I think it's premature to assume anything about it's overclocking right now. The stock cooler is so bad that we haven't had a chance to see what these cards can do. tsm106 just bought one and put a modded water-cooler on it so it should be interesting to see what he gets. That guy is a great overclocker and when he puts his results up then we can get an image about what these things can do. I'm not under the false illusion that puttting them under water will net 1300Mhz EZ or anything like that







but i do think it will help them greatly.


Spoiler: Warning: Spoiler!



Should be an interesting week, the real star of the show is coming on October 31st though, i think that R9-290 will prove to be the best bang/buck card we've seen for a long time. But that's just imo.


----------



## formula m

Quote:


> Originally Posted by *lacrossewacker*
> 
> even if you were 100% dead set on the 290X, I'd still wait for the nonreferenced models.
> 
> Just like today, nobody in their right mind would buy a 7970 reference model over a sapphire, or XFX double, or etc..etc...
> 
> You would have lowered your potential performance on a GPU that you could potentially be using for years, just because you didn't wait an extra few weeks.

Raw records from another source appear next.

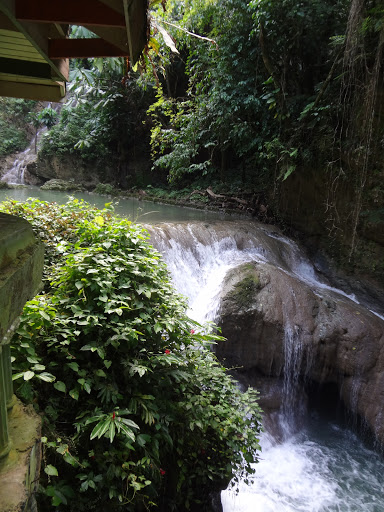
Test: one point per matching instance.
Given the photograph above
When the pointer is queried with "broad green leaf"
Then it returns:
(60, 386)
(100, 428)
(51, 470)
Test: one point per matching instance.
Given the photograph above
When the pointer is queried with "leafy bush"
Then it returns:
(13, 129)
(138, 411)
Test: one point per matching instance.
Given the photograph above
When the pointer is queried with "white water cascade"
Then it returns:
(15, 175)
(321, 467)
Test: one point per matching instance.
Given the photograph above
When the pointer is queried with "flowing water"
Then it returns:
(323, 467)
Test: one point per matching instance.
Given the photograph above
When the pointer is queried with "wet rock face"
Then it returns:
(333, 339)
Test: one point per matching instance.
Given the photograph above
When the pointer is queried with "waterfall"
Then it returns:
(16, 173)
(316, 467)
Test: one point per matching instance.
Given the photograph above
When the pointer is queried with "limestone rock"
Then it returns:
(333, 339)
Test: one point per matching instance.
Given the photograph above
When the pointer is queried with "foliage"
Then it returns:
(247, 94)
(102, 118)
(13, 130)
(139, 412)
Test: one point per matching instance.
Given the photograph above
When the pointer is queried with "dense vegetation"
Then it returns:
(265, 97)
(14, 132)
(138, 413)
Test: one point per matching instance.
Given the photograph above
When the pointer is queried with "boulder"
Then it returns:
(280, 326)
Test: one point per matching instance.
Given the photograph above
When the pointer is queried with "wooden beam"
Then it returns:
(36, 34)
(37, 92)
(73, 12)
(81, 48)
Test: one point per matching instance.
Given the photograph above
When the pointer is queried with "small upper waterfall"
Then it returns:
(15, 175)
(316, 466)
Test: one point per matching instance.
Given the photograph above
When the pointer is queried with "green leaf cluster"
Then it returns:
(139, 413)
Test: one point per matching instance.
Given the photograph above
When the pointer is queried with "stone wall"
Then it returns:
(21, 264)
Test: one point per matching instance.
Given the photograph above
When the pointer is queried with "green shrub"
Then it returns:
(139, 414)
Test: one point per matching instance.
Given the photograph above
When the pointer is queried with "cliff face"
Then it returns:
(278, 326)
(89, 174)
(320, 206)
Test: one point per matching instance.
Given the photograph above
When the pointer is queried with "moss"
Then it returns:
(57, 184)
(243, 292)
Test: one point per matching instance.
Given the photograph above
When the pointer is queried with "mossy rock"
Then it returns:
(57, 184)
(247, 285)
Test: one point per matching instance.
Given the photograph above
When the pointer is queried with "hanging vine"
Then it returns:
(355, 134)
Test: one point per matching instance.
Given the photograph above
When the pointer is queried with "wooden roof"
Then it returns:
(34, 48)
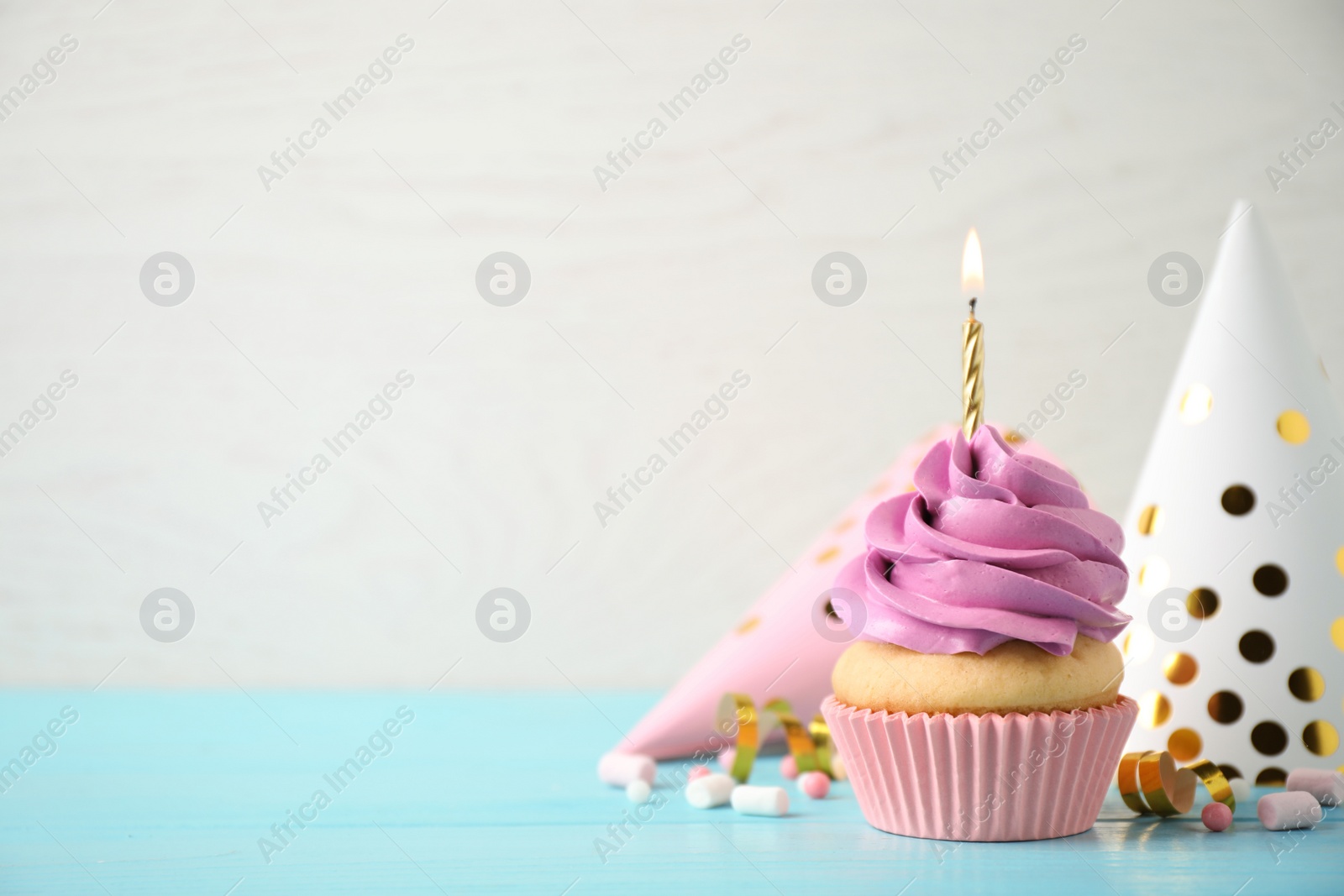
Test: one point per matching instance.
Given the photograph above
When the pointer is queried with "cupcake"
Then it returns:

To have before BF4 drops... then after the holidays grab an aftermarket solution and still under $650 bucks...

edit: rumor of a $399 R9 290 ..?


----------



## DampMonkey

Quote:


> Originally Posted by *Slaughterem*
> 
> The reason why this thread is so ridiculous is because everyone thinks they are the expert on this new card. I am not an expert but at least I will take the time to understand why the card is running at 95 degrees. This is the level where the card can draw the most amount of power to have increased performance. The cooler is the old cooler from the 7970 but it can cool more because of newtons law of cooling. So to say this is a crap cooler is not understanding the technology of PowerTune.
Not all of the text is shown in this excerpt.